SR3 (opcode 0x15) is the most vendor-specific — pure W25Q
convention. On a Macronix or older chip you’ll see the same
“didn’t respond” fallback.
The decoded labels for SR2 / SR3 follow the W25Q-family convention. Raw hex + binary are always shown so you can cross-check against the chip’s datasheet if the labels don’t apply.
Example output
Section titled “Example output”$ etch341 srJEDEC ID : 0xEF4018Chip : W25Q128JV
SR1 : 0x00 (0b00000000) WIP=0 WEL=0 BP=0 TB=0 SEC/BP3=0 SRP0=0SR2 : 0x02 (0b00000010) SRP1=0 QE=1 LB=0 CMP=0 SUS=0SR3 : 0x60 (0b01100000) ADP=0 WPS=0 DRV=3 HOLD/RST=0A chip without SR2 / SR3 (like a Macronix MX25U4033E pulled from a graphics card):
$ etch341 srJEDEC ID : 0xC22533Chip : MX25U4033E
SR1 : 0x00 (0b00000000) WIP=0 WEL=0 BP=0 TB=0 SEC/BP3=0 SRP0=0SR2 : 0xFF (chip didn't respond — likely doesn't implement SR2)SR3 : 0xFF (chip didn't respond — likely doesn't implement SR3)The GUI’s Status regs pane (under the workflow divider in the sidebar) renders the same view — handy for keeping an eye on SR1 across multiple chips without flipping back to the terminal.
Troubleshooting
Section titled “Troubleshooting”JEDEC ID : 0xFFFFFF (MISO floats high)
Section titled “JEDEC ID : 0xFFFFFF (MISO floats high)”Chip isn’t responding.
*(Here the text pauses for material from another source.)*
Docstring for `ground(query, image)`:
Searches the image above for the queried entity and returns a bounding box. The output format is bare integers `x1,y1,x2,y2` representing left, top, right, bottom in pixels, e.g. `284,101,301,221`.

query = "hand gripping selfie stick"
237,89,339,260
In order of likelihood:
- Clip orientation. Pin 1 of the clip’s red wire must align with the dot/notch on the chip. Half of first-try fails are clip-reversed.
- VCC not reaching the chip. Multimeter pin 8 to GND should read ~3.3V (or ~1.8V for U-series Macronix and W25Q*JW). If it’s 0V, the clip’s not seated, or the in-circuit host’s power path is blocking it.
- HOLD#/CE# pulled low by an in-circuit host. The chip’s internal pull-up on pin 7 keeps HOLD# high when nothing external is connected, but a host MCU can hold it down to keep the chip in standby. See in-circuit programming.
JEDEC ID : 0x000000 (MISO stuck low)
Section titled “JEDEC ID : 0x000000 (MISO stuck low)”In-circuit host is actively driving MISO low. Same recovery as above — usually means lifting pin 8 (VCC) of the chip to fully isolate it from the host’s SPI controller. See the Wiring page.
Verify fails on a fresh write
Section titled “Verify fails on a fresh write”Try --speed 100 to drop the bus clock from 750 kHz to 100 kHz.
Long clip wires, in-circuit programming through a noisy host, and
flaky clip pins all benefit from slower clocking.